A. Example statistics of inhibitory vs. excitatory currents to three example neurons during a recall trial. Blue: neuron correctly recalling a bit in the originally stored pattern, correctly recalled; red: neuron correctly recalling a
bit in the originally stored pattern; gray: neuron with high variability during the trial, corresponding to an incorrectly recalled bit. Individual dots correspond to different time steps within the same recall trial. B. Effect of replacing feedback inhibition by tonic inhibition with the same average level. C. Evolution of the mean population activity during retrieval when network dynamics involve feedback (red) versus tonic inhibition (blue). Lines correspond to different trials. D. Schematic view of inhibitory connectivity in the network. Pyramidal neurons sending or receiving monosynaptic excitation (disynaptic inhibition) to example neuron 2 (black) are colored red (blue). Blue circle: local interneuron (not explicitly modeled) mediating disynaptic lateral inhibition received by neuron 2. E/I overlap is measured as the ratio of presynaptic pyramidal neurons colored both blue and red, 0% is chance. E. Total somatic current (through recurrents) to an example cell in a sparsely connected network (20% connectivity) with full (x-axis) or partial E/I overlap (y-axis, colors); different points correspond to different time steps. F. Recall performance as a function of E/I overlap. Asterisks in B and F indicate network configurations that are formally equivalent to the exact dynamics.
Figure 6.
Combining different circuit motifs for approximately optimal retrieval.
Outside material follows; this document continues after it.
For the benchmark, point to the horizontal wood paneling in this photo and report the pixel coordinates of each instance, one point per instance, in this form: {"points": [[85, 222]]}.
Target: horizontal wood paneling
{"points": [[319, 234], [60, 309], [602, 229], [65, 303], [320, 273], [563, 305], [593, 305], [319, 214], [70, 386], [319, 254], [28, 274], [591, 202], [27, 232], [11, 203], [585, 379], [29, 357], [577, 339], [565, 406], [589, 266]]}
Retrieval performance with individual approximations (left), and all approximations combined (right), compared with a hypothetical scenario cumulating errors additively (middle). All networks are 50% sparsely connected. Dashed and solid lines show performance of exact dynamics and control network. Approximations used: online neuron-specific pre- (red) and postsynaptic IP (pink) with an online integration window of 10 patterns, 50% E/I overlap (yellow), all combined (blue), with additional population oscillations (green, see also Fig. 7).
Figure 7.
A. Recall performance as a function of pattern age with optimal network dynamics without oscillations (blue, cf. Fig. 2C), with medium- (purple) or large-amplitude (red) oscillations, and with an artificial sampling algorithm (gray). B. Average recall performance with the artificial sampling algorithm (gray) and with different levels of amplitude modulation for network oscillations (amplitude 0.75 corresponds to the ‘medium oscillation’ in panel A). C. Average normalised population activity and response entropy at different phases during a cycle of a large-amplitude oscillation.
Figure 8.
A. Hippocampal population dynamics during a single retrieval trial, reproduced from Ref. [46]. Correlation of the instantaneous population vector to the stereotypical responses of the network in the two contexts are shown (red vs. blue) Top: flickering (box) following the switching of visual cues at time 0 (green vertical line), bottom: spontaneous flickering (box) without external cue switching. B. Dynamics of population responses in the model showing flickering (boxes) after cue switching (top), and spontaneously, without cue switching (bottom).